Je suis végétarienne, je boycotte l’ensemble des industries de la viande, je ne vais pas au McDonald’s depuis que mon père a lu un article sur la déforestation, j’avais alors 10 ans. Je boycotte Nestlé et Uncle Ben’s et leurs faux airs d’humanitaires, je boycotte la Coupe du monde déficitaire. Le boycott est un moyen d’action, de vote citoyen qui fait partie de ma vie. Est-ce que pour autant je n’irais pas visiter un abattoir? Que je n’irais pas rencontrer le PDG de McDonald’s? Que je n’irais pas au Brésil si j’en avais l’occasion maintenant? Non. Le boycott éthique s’applique à l’échelle d’une entreprise, d’un produit, d’un service, pas à l’échelle d’un État, et surtout pas à l’échelle d’un peuple. Boycotter Israël c’est refuser les échanges possibles avec ses habitants. Je n’ai pas envie de fermer la porte à des gens. Je n’ai pas envie de faire ce que fait Israël à Gaza, ce qu’ont fait les Afrikaners aux Zoulous et aux Xhosas dans leurs propres banlieues.
Je suis pour le boycott sélectif, réfléchi, celui des fonds internationaux (surtout des États-Unis) offerts à l’armée israélienne, de la vente des drones à la Suisse, des excursions religieuses abrutissantes, des dattes et tomates cultivées dans les colonies illégales. Mais je ne suis pas pour le boycott du tourisme en général, des produits de la mer Morte, des restaurants et des bars de Tel Aviv, des musées, des centres archéologiques, des produits médicaux et informatiques. Et je ne suis pas pour le boycott d’Israël. Je ne peux pas, par principe et par stratégie, encourager la rupture, l’enfermement, le cloîtrement d’un pays pour lui faire changer de politique, punir un peuple au nom des aspirations de sa majorité. Je n’ai pas envie de suivre cette méthode d’action à cette échelle-là.

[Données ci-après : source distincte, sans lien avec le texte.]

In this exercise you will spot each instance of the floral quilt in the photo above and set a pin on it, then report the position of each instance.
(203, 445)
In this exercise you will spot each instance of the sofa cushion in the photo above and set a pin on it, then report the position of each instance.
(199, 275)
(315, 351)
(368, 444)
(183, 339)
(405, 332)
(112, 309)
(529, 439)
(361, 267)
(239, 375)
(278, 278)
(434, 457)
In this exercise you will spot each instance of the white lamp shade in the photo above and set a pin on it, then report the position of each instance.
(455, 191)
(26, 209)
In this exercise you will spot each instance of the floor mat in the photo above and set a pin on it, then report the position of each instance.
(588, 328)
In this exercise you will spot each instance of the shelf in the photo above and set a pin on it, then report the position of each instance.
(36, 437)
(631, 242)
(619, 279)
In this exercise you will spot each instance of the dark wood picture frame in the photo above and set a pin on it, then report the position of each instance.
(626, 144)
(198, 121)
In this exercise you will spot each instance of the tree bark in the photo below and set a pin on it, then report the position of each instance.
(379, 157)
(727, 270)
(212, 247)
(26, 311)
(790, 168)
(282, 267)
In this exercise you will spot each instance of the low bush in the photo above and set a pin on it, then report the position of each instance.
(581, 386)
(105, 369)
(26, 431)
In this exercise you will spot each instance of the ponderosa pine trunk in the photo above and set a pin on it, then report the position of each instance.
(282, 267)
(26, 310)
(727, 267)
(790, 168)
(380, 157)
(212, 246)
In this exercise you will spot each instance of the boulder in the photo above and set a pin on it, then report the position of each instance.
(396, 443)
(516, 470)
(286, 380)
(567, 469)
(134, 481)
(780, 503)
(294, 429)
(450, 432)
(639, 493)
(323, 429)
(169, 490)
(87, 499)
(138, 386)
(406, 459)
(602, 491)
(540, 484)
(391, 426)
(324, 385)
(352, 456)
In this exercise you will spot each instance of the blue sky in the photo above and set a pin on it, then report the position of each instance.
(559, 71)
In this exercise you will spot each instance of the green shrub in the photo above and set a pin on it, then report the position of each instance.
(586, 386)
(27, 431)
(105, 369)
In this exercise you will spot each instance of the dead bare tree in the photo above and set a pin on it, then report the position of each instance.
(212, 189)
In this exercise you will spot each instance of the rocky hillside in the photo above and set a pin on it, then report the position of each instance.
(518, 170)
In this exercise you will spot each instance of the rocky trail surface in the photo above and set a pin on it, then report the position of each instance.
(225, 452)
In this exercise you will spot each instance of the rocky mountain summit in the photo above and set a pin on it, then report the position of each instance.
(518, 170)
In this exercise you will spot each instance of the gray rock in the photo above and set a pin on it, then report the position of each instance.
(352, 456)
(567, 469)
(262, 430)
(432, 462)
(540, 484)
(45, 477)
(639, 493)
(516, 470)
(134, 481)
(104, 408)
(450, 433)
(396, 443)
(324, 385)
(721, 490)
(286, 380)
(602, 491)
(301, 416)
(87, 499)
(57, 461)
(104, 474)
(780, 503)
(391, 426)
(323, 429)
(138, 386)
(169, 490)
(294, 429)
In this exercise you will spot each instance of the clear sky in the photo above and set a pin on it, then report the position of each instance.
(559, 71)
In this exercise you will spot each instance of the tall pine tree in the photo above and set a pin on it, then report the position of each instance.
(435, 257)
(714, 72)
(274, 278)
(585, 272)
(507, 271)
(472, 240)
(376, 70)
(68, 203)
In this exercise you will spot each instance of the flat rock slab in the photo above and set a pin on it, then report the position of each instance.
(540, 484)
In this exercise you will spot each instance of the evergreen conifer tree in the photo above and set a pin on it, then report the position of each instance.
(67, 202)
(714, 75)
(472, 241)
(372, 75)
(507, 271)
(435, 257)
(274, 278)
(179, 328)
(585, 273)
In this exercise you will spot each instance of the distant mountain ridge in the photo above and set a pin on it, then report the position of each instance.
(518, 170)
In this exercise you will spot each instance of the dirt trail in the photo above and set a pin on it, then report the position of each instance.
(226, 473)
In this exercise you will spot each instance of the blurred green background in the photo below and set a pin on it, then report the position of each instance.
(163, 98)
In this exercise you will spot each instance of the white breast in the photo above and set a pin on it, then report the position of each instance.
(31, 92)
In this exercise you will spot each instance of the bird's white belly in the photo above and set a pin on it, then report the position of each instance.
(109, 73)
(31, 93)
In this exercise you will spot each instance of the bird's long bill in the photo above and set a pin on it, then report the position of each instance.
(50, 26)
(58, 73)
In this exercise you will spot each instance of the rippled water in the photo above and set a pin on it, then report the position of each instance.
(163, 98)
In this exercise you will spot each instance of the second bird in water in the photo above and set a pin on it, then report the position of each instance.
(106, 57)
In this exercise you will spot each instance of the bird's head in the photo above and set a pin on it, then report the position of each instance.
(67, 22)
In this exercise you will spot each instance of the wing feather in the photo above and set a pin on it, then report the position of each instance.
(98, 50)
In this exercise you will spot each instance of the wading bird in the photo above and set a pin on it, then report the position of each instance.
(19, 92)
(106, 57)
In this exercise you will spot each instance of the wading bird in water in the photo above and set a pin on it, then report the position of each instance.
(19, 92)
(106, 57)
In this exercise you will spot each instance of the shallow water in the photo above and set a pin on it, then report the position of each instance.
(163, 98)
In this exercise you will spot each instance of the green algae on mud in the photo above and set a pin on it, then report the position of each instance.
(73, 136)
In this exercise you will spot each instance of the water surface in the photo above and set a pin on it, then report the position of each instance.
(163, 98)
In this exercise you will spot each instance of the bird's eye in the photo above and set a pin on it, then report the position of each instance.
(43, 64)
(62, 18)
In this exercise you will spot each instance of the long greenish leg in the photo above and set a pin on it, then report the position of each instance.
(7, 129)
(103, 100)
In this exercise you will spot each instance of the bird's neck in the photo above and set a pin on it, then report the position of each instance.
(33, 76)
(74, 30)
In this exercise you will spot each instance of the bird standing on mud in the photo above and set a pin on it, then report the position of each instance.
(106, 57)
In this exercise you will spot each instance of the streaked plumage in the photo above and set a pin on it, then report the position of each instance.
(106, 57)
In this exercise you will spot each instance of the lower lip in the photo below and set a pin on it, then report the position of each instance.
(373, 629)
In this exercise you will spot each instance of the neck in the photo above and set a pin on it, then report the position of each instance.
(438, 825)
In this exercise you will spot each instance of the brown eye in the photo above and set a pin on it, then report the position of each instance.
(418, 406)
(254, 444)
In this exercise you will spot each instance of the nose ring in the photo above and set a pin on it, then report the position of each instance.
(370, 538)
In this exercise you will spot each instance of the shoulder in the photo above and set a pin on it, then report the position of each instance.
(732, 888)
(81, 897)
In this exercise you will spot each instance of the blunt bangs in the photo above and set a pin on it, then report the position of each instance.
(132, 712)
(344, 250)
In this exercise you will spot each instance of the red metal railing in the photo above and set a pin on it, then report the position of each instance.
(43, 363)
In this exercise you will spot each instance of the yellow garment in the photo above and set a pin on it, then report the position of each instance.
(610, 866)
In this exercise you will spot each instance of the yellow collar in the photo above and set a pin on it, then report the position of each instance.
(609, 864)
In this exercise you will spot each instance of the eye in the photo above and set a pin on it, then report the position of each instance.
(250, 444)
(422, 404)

Au contraire, il faut promouvoir le dialogue réaliste et constructif et non pas la rupture totale avec un des peuples qui en voudra probablement encore plus à l’autre… Il faut chercher à réduire la peur et le mépris, lutter contre la « machinerie du brainwashing » déshumanisant l’autre qui remplit les gens « d’ignorance et de cruauté », comme le dit Gideon Lévy, un journaliste israélien qui est allé à la rencontre des Palestiniens dans les territoires occupés et qui cherche à créer un vrai débat public en Israël.
Je vous encourage à aller en Israël, à écouter et à donner votre avis avec respect aux Israéliens, les confronter humainement à l’incompréhension internationale, pour qu’ils vous exposent aussi comment eux voient les choses, comment eux aussi se sentent coincés. Je vous invite aussi à rencontrer des Palestiniens, d’une hospitalité que je n’ai jamais connue ailleurs, à serrer la main des gens des deux côtés, ramener et partager des informations, provoquer la réflexion chez tous, et trouver une solution basée sur l’échange, pas sur le chantage international. Noam Chomsky, linguiste et philosophe américain, s’est exprimé avec beaucoup de scepticisme sur l’analogie systématique faite avec l’Afrique du Sud, ainsi que sur la possible amélioration de la situation des victimes palestiniennes en résultat de boycott.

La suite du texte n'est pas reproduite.